The moment we rolled out, we were greeted by that glorious thing Spain does so well: open roads, pine forests, no traffic, and the odd suicidal cow standing in the middle of the tarmac as if it had read too much Camus. It was the kind of ride that makes motorbiking feel like a spiritual experience, albeit one with a wet backside.







We passed through villages so sleepy they made Molinos look like Manhattan. Not much stirred except the cattle and a few ominously large birds of prey, gliding above us like feathered judges. But this was proper Spain. Rural Spain. The sort of place where people still go to the bakery at 8am, buy bread the size of their torso, and then disappear for a six-hour lunch.



As tends to happen when you’re too busy enjoying yourself, we forgot to stop for fuel or food, and both began to register as critical. The fuel issue was particularly tense, as every petrol station seemed either shut, under renovation, or simply a figment of Google Maps’ imagination.

Eventually, we limped into a campsite outside Pamplona, starving and almost empty on fuel. We pitched the tent in record time, wolfed down a salad (a term used loosely here: lettuce and half a cucumber), and dashed into the city before the sun disappeared and the country roads turned into a nightmarish wildlife gauntlet.
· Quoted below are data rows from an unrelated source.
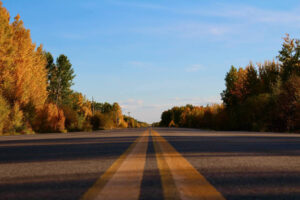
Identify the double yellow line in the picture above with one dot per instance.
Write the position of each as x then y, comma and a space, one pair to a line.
180, 180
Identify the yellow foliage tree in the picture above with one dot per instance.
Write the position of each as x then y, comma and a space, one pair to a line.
51, 119
23, 81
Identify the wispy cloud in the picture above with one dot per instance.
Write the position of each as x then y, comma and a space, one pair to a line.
194, 68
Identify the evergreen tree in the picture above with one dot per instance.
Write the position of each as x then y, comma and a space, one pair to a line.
60, 78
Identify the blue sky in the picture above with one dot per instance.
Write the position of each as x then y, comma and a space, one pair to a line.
152, 55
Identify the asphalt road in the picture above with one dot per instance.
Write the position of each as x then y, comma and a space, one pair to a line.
232, 165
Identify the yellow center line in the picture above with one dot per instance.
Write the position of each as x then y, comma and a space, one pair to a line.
123, 179
177, 174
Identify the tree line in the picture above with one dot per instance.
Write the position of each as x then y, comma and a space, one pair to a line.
261, 97
35, 89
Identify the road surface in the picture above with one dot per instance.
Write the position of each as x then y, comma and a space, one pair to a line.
157, 163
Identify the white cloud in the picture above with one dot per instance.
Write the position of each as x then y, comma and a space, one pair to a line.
194, 68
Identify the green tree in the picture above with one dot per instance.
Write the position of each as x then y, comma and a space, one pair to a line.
60, 78
230, 81
289, 56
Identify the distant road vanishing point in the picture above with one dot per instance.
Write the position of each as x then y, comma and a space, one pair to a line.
150, 163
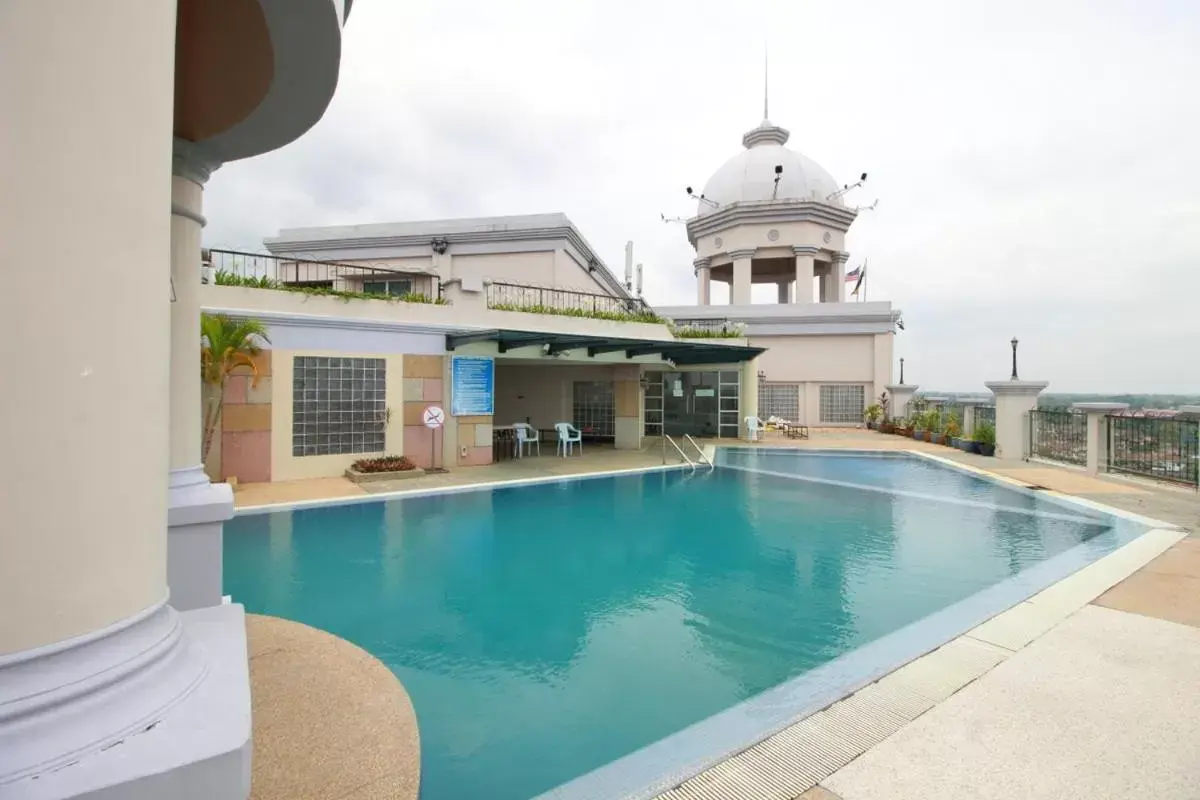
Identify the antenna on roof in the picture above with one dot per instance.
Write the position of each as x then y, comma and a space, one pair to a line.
849, 187
702, 198
629, 265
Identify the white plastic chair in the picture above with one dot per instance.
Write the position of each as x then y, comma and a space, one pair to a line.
527, 435
568, 437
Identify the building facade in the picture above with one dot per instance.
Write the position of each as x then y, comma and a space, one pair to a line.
773, 216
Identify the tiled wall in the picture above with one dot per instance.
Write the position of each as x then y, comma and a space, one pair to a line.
339, 405
243, 444
423, 386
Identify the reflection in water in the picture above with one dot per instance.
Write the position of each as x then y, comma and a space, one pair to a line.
544, 631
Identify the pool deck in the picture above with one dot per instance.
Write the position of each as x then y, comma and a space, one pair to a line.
1087, 690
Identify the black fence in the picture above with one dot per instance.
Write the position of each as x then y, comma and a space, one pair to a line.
1165, 450
511, 296
235, 268
1059, 435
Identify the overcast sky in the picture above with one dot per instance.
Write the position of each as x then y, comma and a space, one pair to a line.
1037, 163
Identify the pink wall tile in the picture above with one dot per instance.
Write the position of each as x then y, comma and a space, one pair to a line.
237, 388
477, 457
432, 389
417, 444
247, 455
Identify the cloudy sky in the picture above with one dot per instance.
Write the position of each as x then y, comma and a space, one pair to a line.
1037, 163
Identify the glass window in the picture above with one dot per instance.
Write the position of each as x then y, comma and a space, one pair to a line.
393, 287
593, 409
781, 401
339, 405
840, 404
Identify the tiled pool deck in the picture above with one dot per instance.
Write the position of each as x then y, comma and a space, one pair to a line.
1086, 690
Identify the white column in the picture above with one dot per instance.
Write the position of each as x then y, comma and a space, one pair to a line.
90, 653
196, 506
838, 277
804, 268
1014, 401
1098, 433
703, 281
739, 295
900, 395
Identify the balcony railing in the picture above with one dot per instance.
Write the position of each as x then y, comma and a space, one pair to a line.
568, 302
1167, 450
1059, 435
256, 270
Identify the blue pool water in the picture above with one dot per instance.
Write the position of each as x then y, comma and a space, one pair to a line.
544, 631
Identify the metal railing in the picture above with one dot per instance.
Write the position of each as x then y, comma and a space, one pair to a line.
1165, 450
703, 457
678, 450
235, 268
1059, 435
547, 300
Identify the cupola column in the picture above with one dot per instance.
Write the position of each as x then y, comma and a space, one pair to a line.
804, 268
743, 270
835, 287
703, 281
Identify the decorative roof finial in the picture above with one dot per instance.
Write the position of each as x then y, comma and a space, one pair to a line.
766, 78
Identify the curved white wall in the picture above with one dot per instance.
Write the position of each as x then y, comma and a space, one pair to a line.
85, 247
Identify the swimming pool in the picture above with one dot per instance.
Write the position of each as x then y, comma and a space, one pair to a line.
544, 631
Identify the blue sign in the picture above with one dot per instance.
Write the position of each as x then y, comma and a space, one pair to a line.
472, 386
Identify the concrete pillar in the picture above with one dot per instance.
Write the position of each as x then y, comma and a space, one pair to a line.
748, 394
1098, 433
900, 395
628, 408
703, 281
838, 272
197, 509
739, 295
1014, 401
90, 653
969, 415
804, 266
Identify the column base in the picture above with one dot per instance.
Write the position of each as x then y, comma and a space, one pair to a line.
154, 707
196, 513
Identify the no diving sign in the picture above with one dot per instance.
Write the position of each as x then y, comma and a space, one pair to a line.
433, 416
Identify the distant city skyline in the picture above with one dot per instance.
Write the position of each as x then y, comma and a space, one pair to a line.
1036, 169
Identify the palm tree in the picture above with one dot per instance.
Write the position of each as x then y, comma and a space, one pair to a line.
226, 343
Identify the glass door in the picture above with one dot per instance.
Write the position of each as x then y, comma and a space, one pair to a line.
690, 403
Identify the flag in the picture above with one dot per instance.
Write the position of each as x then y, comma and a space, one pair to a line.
859, 276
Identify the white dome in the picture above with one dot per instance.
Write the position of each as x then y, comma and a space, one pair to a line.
750, 175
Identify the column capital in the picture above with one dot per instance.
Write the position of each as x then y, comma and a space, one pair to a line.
192, 161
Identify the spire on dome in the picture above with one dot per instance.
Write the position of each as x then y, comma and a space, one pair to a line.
767, 132
766, 79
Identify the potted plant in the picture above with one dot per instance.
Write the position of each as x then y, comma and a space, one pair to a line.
985, 437
873, 414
Pamplona was sweltering. You could roast a pig on the pavement. It’s famous, of course, for the Running of the Bulls, an annual tradition that I imagine mainly of tourists being trampled for sport while locals cheer and drink beer. But there’s more to the place than bovine battery.
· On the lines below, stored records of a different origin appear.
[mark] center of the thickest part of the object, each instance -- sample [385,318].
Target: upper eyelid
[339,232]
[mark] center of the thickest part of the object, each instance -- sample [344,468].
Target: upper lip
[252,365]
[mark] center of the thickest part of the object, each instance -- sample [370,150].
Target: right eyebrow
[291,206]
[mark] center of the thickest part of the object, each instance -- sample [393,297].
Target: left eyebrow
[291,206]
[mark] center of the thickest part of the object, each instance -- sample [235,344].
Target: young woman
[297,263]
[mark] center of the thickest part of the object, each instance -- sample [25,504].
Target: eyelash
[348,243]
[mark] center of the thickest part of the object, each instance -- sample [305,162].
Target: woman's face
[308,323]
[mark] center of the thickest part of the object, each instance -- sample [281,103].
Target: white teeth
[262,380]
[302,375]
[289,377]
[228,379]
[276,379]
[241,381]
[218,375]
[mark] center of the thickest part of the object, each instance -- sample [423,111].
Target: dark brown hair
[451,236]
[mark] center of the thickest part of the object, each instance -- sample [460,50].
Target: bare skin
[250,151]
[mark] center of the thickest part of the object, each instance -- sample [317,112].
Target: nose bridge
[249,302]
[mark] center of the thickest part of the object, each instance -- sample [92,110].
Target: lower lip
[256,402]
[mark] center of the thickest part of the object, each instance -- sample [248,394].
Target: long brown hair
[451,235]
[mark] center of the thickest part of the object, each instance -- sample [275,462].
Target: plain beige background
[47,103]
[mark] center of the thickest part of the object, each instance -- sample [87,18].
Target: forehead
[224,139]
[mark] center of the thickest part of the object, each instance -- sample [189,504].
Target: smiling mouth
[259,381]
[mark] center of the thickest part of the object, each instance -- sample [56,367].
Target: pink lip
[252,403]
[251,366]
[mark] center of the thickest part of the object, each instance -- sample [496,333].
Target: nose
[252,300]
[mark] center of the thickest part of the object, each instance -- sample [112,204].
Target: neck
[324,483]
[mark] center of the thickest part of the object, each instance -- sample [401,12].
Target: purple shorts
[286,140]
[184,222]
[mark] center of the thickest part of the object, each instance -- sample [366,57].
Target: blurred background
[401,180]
Founded by the Romans, Pamplona wears its history like a well-worn jacket – tattered at the edges, but still stylish. The Casco Antiguo (Old Town) is all narrow lanes, cobbled stones, and charming plazas. Plaza del Castillo is the main square, flanked by cafés that look like they haven’t changed their chairs or waiters since the 1800s.
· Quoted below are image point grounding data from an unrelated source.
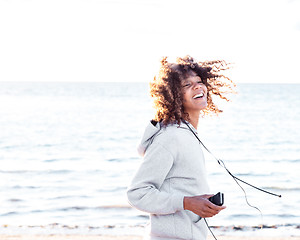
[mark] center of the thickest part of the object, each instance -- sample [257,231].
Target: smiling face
[194,94]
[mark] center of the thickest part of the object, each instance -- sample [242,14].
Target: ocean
[68,153]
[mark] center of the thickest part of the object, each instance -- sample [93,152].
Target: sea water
[68,153]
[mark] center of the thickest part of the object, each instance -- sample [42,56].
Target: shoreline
[129,237]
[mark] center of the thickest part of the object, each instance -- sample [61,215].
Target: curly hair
[166,87]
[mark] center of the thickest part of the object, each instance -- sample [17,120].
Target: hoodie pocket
[183,225]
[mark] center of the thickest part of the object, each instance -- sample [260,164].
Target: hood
[151,130]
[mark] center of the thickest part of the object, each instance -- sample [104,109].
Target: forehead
[192,78]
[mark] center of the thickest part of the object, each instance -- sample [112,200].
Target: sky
[123,40]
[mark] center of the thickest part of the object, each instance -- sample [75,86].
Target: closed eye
[187,85]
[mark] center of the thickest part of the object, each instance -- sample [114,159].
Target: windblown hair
[166,88]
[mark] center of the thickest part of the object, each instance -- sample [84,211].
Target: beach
[125,237]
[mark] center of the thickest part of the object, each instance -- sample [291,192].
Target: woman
[171,182]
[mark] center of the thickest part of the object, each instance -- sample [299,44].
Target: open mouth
[200,95]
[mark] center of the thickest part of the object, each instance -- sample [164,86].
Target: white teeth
[200,95]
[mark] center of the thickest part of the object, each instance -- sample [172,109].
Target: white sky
[123,40]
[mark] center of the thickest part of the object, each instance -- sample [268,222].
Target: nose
[198,85]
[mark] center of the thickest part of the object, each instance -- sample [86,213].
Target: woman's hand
[201,206]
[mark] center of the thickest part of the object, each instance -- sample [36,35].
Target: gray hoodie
[173,167]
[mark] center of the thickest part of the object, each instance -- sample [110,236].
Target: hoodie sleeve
[144,192]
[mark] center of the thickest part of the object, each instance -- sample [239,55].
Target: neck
[194,118]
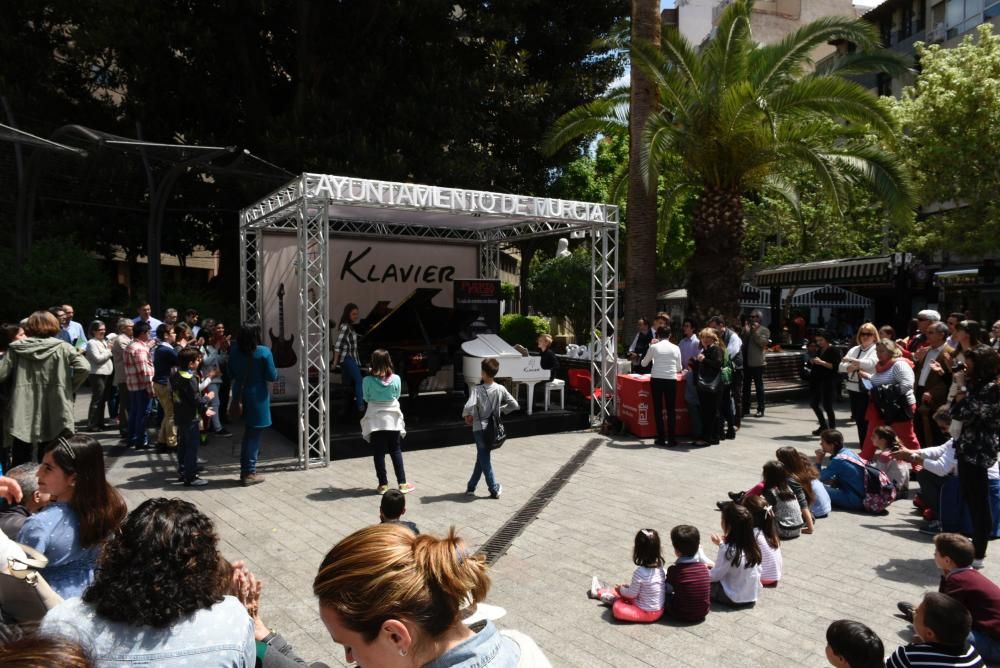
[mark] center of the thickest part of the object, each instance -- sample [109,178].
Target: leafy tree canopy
[560,288]
[434,91]
[951,122]
[737,115]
We didn’t have much time for sightseeing, which was unfortunate, as Pamplona is positively heaving with historical gems. There’s a Gothic cathedral, a museum full of Roman artifacts, and enough tapas bars to feed a small army. But with limited time and a growing concern about driving back in total darkness, we opted for a short wander, a cold drink, and a vague plan to return someday when we weren’t covered in bug spray.

Back at the campsite, things took a turn for the grotesque. First, the bugs came out. Not the usual buzzing nuisances, but strange, medieval ones: horned things with wings, earwigs with ambitions, and flies that looked like they had seen some things. Then we discovered that our picnic blanket had become a maternity ward for earwigs. No one tells you about that in the Lonely Planet guide.

On the plus side, we met a delightful Irish couple and their tiny, relentlessly friendly dog named Bella. Travel, I’ve found, is 40% scenery, 30% unexpected mishaps, and 30% people with dogs.
As we settled into our sleeping bags, with the distant hum of Pamplona behind us and the scent of soggy grass rising from the campsite floor, we felt rather content. Earwigs aside.
Tomorrow, we ride into the Basque region. But for now, we’ll take our tangerine in the dark and be grateful that, despite everything, we weren’t one of the bulls.

Some Fun Facts About Pamplona:
- Pamplona is the capital of the Navarre region, located in northern Spain.
- The Fiesta de San Fermín, or the Running of the Bulls, takes place every year from July 6th to 14th, attracting thousands of visitors.
- Pamplona was founded as a Roman settlement called Pompaelo in the 1st century BC.
- The Camino de Santiago, the famous pilgrimage route to Santiago de Compostela, passes through Pamplona, making the city an important stop for pilgrims.
- Pamplona is apparently known for its Basque cuisine, particularly tapas (called pintxos here) and local specialties like chistorra (a type of sausage) and tarta de Santiago (a traditional almond cake).